Herrmann konnte es schier nicht glauben, dass die Ecke im Südwesten hier gespickt ist mit "eigenkapitalstarken Familienunternehmen", Weltmarktführern und Technologietreibern. "Die Region Heilbronn-Franken bietet eine High-Tech-Dichte, wie man sie in dieser Form kein zweites Mal in Europa im Mittelstand findet", sagt der TUM-Chef. Das reizt die Elite-Universität, in Heilbronn mit dem TUM Campus ein weiteres Standbein zu gründen. Natürlich nur, weil die Dieter-Schwarz-Stiftung (DSS) mit einer "gewaltigen Stiftung" dieses Vorhaben über mindestens 30 Jahre überhaupt ermöglicht. "Wir haben die Chance begriffen", betont Herrmann.
Wirtschaftskooperationen essentiell für Unis
"Ohne Dieter Schwarz würde dies hier alles nicht stehen, dann bräuchten wir darüber gar nicht diskutieren", sagt der Präsident der renommierten bayerischen Uni. Und Herrmann ist keiner, der mit seiner Meinung hinterm Berg hält. Ihn "ärgert" es, dass man in Deutschland oft ein "gestörtes" Verhältnis zu Bildung und Geld habe, obwohl es wichtig sei, dass Universitäten einerseits eine hohe Qualität, anderseits einen verlässlichen Draht zur Wirtschaft hätten.
"Ich möchte, dass die Verbindung Wirtschaft − Universität starke, selbstbewusste Universitäten hat. Aber Wirtschaftskooperationen sind essentiell für uns Universitäten. Wir tun das für die jungen Leute." Ohne Geld keine Qualität, und ohne die vielen Millionen von der Dieter-Schwarz-Stiftung keine TU München in Heilbronn − und damit keinen Uni-Campus in der Stadt. Doch der Oberbayer mit dem Schnauzbart gibt sich als Präsident der Elite-Uni selbst ebenfalls selbstbewusst bis in die Haarspitzen.
"Qualität hat ihren Preis"
Warum auch nicht, schließlich ist die TU München, die rund 550 Professoren beschäftigt, mehr als 41.000 Studenten ausbildet und Partnerschaften zu 170 Universitäten weltweit pflegt, nicht nur eine Hochschule für Käse, Bier und Milch (Weihenstephan). Die TUM hat es sich obendrein zum Ziel gesetzt, eine der erfolgreichsten Gründer-Universitäten zu sein. In Deutschland liegt sie an der Spitze. Die Verhandlungen zwischen der DSS und der TUM waren deshalb intensiv und sehr detailliert: "Wir sind nicht billig, tut mir leid. Aber Qualität hat ihren Preis", sagt Herrmann und meint das genau so, wie er es sagt.

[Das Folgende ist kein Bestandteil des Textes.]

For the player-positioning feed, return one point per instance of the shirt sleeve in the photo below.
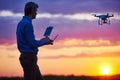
(29, 36)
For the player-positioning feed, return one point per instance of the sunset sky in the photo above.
(82, 48)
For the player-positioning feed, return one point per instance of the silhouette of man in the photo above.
(27, 45)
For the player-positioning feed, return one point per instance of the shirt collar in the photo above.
(26, 17)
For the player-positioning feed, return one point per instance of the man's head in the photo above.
(31, 9)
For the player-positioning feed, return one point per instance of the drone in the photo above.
(104, 18)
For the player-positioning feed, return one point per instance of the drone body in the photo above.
(104, 18)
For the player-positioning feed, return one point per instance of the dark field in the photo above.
(54, 77)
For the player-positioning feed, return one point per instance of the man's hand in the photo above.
(47, 41)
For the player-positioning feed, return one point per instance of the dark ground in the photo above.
(71, 77)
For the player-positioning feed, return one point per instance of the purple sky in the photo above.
(66, 27)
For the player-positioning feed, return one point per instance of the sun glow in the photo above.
(105, 69)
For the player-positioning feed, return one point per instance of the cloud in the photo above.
(76, 16)
(83, 55)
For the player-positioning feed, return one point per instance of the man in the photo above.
(27, 45)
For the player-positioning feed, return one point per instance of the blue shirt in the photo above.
(26, 42)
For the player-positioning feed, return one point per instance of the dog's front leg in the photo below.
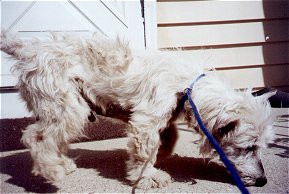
(143, 148)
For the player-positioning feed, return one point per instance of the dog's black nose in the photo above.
(261, 181)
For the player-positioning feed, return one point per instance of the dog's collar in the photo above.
(212, 140)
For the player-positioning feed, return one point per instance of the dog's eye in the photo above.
(251, 148)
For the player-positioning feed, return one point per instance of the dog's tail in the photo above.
(11, 45)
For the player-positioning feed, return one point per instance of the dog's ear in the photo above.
(222, 131)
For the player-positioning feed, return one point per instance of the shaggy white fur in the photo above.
(66, 80)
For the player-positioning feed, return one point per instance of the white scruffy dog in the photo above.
(66, 80)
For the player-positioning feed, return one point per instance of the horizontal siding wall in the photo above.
(246, 41)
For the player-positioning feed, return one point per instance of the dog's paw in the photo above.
(158, 179)
(69, 165)
(55, 173)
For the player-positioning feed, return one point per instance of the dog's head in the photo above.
(242, 126)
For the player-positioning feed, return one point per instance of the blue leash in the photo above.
(213, 141)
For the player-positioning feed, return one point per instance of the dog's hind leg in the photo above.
(49, 137)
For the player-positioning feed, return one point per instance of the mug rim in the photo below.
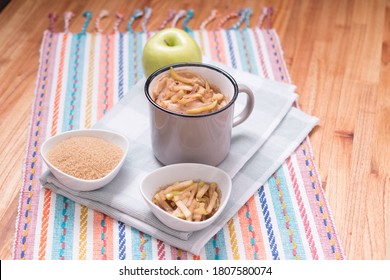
(191, 64)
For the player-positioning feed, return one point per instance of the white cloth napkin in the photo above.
(259, 146)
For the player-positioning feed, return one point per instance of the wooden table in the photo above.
(337, 53)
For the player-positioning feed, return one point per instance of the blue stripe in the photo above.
(74, 83)
(131, 58)
(244, 42)
(219, 243)
(136, 244)
(284, 232)
(268, 224)
(122, 241)
(59, 225)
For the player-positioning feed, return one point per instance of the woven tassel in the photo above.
(248, 15)
(88, 16)
(226, 18)
(52, 20)
(148, 12)
(67, 18)
(267, 13)
(171, 15)
(214, 15)
(190, 15)
(103, 14)
(137, 14)
(178, 16)
(119, 19)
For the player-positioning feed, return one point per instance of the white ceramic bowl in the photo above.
(180, 172)
(80, 184)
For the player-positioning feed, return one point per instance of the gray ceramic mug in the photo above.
(205, 138)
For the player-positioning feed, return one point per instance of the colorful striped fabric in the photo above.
(81, 76)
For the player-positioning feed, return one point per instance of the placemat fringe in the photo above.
(67, 18)
(102, 14)
(170, 17)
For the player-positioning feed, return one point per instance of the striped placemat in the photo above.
(82, 75)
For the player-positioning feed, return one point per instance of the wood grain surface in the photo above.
(337, 53)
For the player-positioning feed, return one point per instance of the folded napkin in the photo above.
(259, 146)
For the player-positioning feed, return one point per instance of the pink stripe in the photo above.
(160, 250)
(313, 193)
(29, 201)
(275, 54)
(302, 210)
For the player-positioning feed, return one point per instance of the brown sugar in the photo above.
(87, 158)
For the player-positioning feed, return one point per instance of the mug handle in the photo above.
(250, 102)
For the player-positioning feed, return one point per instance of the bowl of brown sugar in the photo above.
(85, 159)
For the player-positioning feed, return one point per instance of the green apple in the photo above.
(168, 46)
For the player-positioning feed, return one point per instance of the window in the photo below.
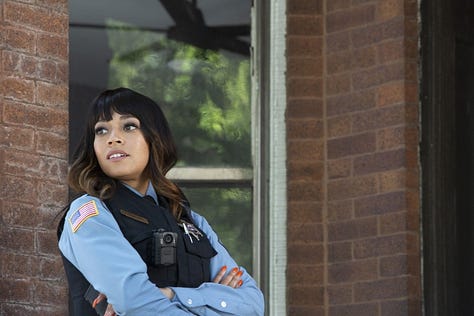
(193, 58)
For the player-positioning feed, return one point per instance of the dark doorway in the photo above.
(447, 154)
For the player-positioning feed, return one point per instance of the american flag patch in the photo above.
(82, 214)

Enorm wichtig für Deutschland, aber vor allem für den Südwesten hält Herrmann nun dieses TUM-Standbein in Heilbronn, weil diese Themen in einer technologisierten, digital getriebenen Welt gesamtgesellschaftliche Relevanz hätten. Die süddeutsche Bildungsachse sei damit gestärkt. "Des homma jetzt g'macht."

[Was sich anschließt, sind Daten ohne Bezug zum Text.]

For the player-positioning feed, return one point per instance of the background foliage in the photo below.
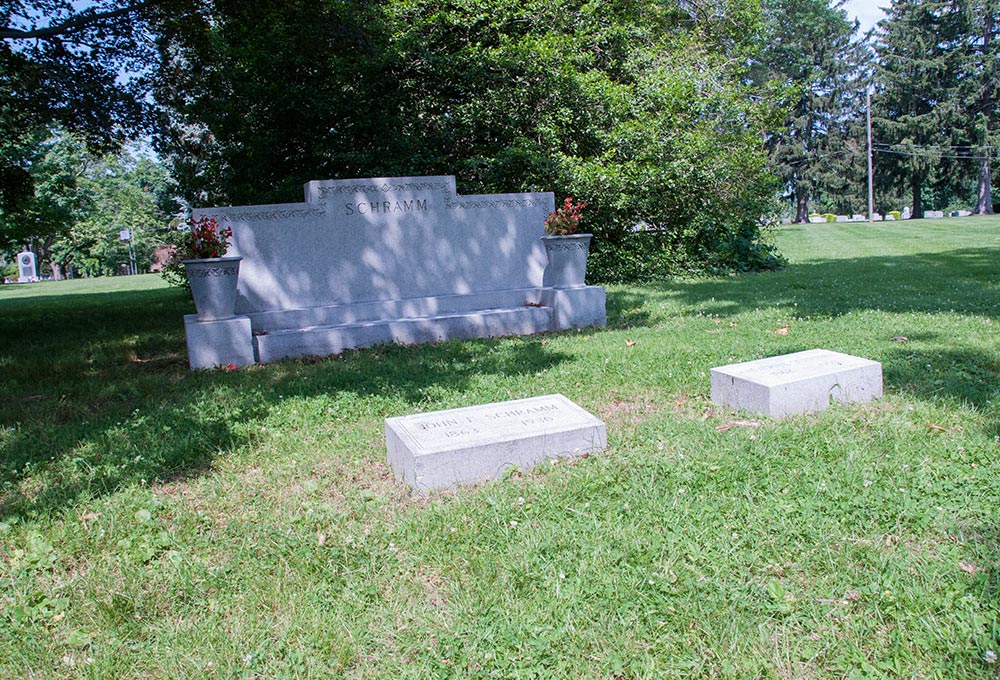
(640, 109)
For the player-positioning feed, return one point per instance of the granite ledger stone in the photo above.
(469, 445)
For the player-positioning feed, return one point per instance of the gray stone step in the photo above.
(334, 339)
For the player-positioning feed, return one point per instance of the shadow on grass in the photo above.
(964, 280)
(97, 394)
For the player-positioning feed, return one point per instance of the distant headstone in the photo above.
(802, 382)
(26, 269)
(469, 445)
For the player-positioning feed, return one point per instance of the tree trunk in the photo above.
(984, 195)
(918, 207)
(57, 271)
(801, 205)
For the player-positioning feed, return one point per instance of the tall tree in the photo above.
(918, 112)
(640, 108)
(71, 66)
(813, 51)
(981, 85)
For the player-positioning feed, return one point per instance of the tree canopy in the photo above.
(643, 110)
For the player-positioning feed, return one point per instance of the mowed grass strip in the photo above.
(157, 522)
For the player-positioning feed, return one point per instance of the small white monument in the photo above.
(469, 445)
(801, 382)
(26, 269)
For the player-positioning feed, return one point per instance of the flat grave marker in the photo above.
(469, 445)
(801, 382)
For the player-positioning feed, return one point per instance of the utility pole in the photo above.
(871, 184)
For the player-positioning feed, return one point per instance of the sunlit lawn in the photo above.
(157, 522)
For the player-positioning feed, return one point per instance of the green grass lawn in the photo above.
(157, 522)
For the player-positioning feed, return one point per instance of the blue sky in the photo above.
(868, 12)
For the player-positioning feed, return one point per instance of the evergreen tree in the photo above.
(811, 49)
(918, 113)
(981, 88)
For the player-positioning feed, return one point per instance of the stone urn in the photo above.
(567, 267)
(213, 286)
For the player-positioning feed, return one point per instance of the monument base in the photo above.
(326, 331)
(219, 343)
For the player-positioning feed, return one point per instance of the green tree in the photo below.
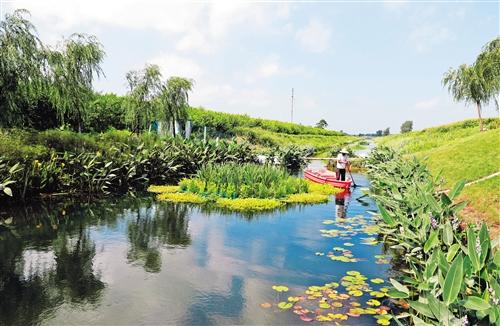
(488, 67)
(73, 69)
(22, 67)
(322, 124)
(143, 97)
(407, 126)
(175, 99)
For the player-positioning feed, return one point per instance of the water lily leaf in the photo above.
(285, 305)
(324, 305)
(280, 288)
(305, 318)
(377, 280)
(356, 293)
(476, 303)
(373, 302)
(400, 287)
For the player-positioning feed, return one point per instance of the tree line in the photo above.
(52, 85)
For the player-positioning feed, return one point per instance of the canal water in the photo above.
(133, 261)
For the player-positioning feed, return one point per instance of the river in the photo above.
(134, 261)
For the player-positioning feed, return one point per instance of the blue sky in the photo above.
(360, 66)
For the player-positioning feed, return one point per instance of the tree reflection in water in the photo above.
(49, 258)
(154, 227)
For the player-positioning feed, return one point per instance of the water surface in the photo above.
(135, 261)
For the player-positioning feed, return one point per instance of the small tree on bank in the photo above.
(174, 99)
(73, 69)
(143, 105)
(407, 126)
(479, 83)
(22, 66)
(322, 124)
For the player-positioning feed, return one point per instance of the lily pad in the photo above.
(285, 305)
(280, 288)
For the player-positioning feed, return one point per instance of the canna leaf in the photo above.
(453, 281)
(432, 241)
(476, 303)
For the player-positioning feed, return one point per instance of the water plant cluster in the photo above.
(451, 270)
(244, 187)
(244, 181)
(113, 162)
(337, 301)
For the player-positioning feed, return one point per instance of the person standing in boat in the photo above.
(342, 164)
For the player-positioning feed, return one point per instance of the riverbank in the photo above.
(459, 151)
(451, 269)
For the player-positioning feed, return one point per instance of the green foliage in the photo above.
(143, 105)
(226, 122)
(22, 64)
(244, 181)
(175, 99)
(113, 162)
(423, 226)
(74, 68)
(106, 111)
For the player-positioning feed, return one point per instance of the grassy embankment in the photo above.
(267, 133)
(460, 151)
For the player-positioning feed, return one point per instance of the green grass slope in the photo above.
(460, 151)
(267, 133)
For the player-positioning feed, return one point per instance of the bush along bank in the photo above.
(451, 270)
(244, 187)
(114, 162)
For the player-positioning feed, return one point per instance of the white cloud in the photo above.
(194, 26)
(429, 104)
(315, 37)
(426, 36)
(173, 65)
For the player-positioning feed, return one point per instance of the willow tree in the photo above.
(22, 66)
(488, 66)
(73, 69)
(466, 84)
(143, 97)
(175, 99)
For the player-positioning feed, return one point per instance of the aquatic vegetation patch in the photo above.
(182, 198)
(307, 198)
(450, 271)
(337, 301)
(248, 204)
(163, 189)
(317, 188)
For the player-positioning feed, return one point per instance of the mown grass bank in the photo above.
(450, 270)
(267, 133)
(460, 151)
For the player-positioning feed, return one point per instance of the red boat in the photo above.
(325, 176)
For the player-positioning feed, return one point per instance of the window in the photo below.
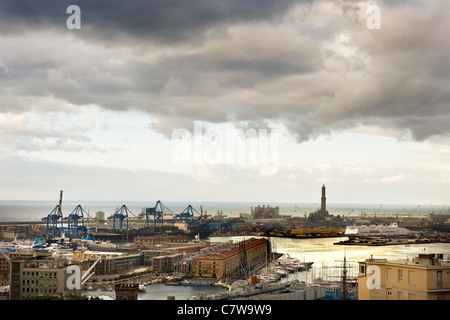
(439, 279)
(362, 268)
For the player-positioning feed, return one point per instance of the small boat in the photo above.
(142, 288)
(195, 283)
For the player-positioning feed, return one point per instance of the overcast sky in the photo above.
(93, 111)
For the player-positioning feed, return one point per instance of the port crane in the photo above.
(120, 215)
(188, 214)
(52, 222)
(52, 219)
(157, 212)
(75, 223)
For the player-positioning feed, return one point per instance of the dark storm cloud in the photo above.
(157, 20)
(312, 66)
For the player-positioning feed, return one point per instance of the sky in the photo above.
(149, 100)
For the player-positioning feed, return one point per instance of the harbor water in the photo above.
(328, 261)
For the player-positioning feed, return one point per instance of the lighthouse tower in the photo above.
(323, 202)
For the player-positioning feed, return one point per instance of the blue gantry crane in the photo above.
(53, 218)
(157, 212)
(120, 215)
(75, 223)
(188, 214)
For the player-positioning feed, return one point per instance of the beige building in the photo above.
(425, 277)
(227, 261)
(44, 278)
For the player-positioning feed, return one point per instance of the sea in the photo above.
(33, 210)
(328, 257)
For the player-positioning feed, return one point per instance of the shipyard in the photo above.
(219, 158)
(125, 255)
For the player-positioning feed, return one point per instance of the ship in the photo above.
(392, 230)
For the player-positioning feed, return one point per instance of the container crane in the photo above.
(188, 214)
(75, 223)
(52, 222)
(120, 214)
(158, 212)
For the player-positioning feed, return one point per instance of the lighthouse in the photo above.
(323, 202)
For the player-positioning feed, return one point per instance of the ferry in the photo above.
(387, 231)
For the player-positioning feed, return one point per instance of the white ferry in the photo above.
(388, 231)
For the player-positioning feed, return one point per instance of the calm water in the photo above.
(36, 210)
(327, 257)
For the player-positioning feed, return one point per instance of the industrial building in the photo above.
(42, 277)
(425, 277)
(233, 260)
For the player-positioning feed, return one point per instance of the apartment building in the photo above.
(228, 261)
(425, 277)
(42, 278)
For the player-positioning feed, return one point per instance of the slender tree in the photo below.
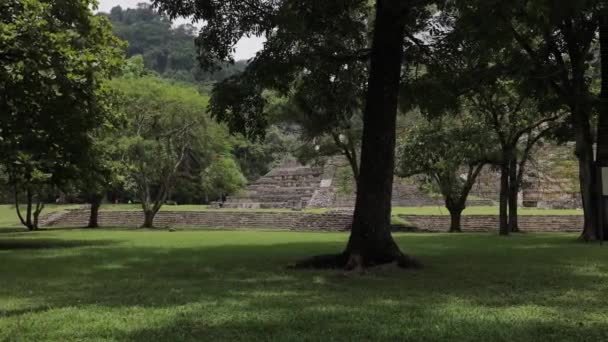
(450, 152)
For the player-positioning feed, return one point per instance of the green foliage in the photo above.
(169, 143)
(450, 152)
(54, 59)
(222, 177)
(168, 51)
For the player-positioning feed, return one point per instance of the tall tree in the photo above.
(518, 123)
(168, 137)
(55, 59)
(451, 153)
(602, 129)
(300, 35)
(552, 40)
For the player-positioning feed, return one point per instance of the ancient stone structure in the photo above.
(337, 221)
(291, 185)
(488, 223)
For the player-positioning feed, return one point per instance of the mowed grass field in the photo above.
(118, 285)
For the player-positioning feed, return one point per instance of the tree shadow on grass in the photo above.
(17, 244)
(244, 292)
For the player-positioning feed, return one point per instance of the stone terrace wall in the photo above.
(486, 223)
(339, 221)
(211, 219)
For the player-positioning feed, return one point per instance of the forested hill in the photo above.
(168, 50)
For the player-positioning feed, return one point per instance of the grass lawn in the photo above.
(9, 218)
(190, 207)
(437, 210)
(116, 285)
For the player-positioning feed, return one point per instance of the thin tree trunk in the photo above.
(371, 242)
(602, 129)
(94, 214)
(513, 196)
(456, 219)
(36, 214)
(504, 199)
(587, 177)
(28, 214)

Bestens ausgebildete Fach- und Führungskräfte
Vor allem die mittelständischen Betriebe in der Region Heilbronn-Franken sollen vom künftigen TUM Campus Heilbronn und perspektivisch von den rund 1000 zusätzlichen Studenten profitieren. "Diese Hidden Champions, die vielen Familienunternehmen, erhalten in Zukunft bestens ausgebildete Fach- und Führungskräfte. Mit unseren Investitionen wollen wir dafür einen Beitrag leisten", betont Professor Reinhold Geilsdörfer, Geschäftsführer der DSS. "Wir wollen ganz bewusst eine enge Verzahnung zwischen Betriebswirtschaft und Technologie."

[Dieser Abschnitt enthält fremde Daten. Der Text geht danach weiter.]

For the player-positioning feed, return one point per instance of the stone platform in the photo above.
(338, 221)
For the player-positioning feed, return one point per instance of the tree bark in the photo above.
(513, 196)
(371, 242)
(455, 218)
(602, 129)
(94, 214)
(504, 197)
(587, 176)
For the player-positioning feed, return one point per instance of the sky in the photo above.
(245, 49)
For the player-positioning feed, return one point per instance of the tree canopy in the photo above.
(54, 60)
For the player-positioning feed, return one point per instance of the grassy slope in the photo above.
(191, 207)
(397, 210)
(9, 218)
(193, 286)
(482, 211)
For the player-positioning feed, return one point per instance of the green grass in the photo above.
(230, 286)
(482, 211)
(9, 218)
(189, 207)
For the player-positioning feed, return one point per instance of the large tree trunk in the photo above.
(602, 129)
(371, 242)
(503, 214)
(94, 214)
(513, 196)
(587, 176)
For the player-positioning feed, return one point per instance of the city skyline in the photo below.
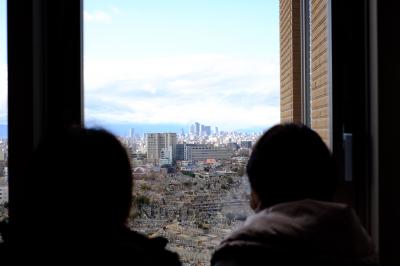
(163, 65)
(172, 63)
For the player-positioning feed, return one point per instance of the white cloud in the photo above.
(96, 16)
(218, 90)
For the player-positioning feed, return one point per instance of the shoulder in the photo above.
(149, 251)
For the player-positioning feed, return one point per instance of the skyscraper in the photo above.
(197, 127)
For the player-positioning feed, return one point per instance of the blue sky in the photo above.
(3, 65)
(174, 62)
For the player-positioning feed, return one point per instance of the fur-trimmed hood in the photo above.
(309, 230)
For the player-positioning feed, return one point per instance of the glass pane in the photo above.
(188, 86)
(3, 112)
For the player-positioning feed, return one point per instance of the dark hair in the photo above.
(291, 162)
(83, 176)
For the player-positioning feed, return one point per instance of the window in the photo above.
(188, 86)
(3, 111)
(305, 17)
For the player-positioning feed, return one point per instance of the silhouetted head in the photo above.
(82, 179)
(290, 162)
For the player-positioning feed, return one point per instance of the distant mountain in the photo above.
(123, 129)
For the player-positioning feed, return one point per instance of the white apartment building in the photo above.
(156, 142)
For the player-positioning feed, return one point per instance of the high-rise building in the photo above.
(180, 152)
(155, 142)
(202, 152)
(197, 128)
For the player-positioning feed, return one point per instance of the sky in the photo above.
(3, 67)
(161, 63)
(176, 62)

Wie berichtet, werden auf dem TUM Campus Heilbronn 13 Professuren angesiedelt, sieben verstärken die TUM School of Management in München. Dort liegt der technologische Ausbildungsbereich. Und damit dieses Konstrukt auch verlässlich funktioniert, baut die Dieter-Schwarz-Stiftung in Heilbronn an der Wilhelmstraße 211 Mikroappartements für die Studierenden. In Garching ebenso. Geilsdörfer: "Wir wollen den Austausch auch richtig hinbekommen." Wenn, dann gscheid, würde man wiederum in Bayern sagen.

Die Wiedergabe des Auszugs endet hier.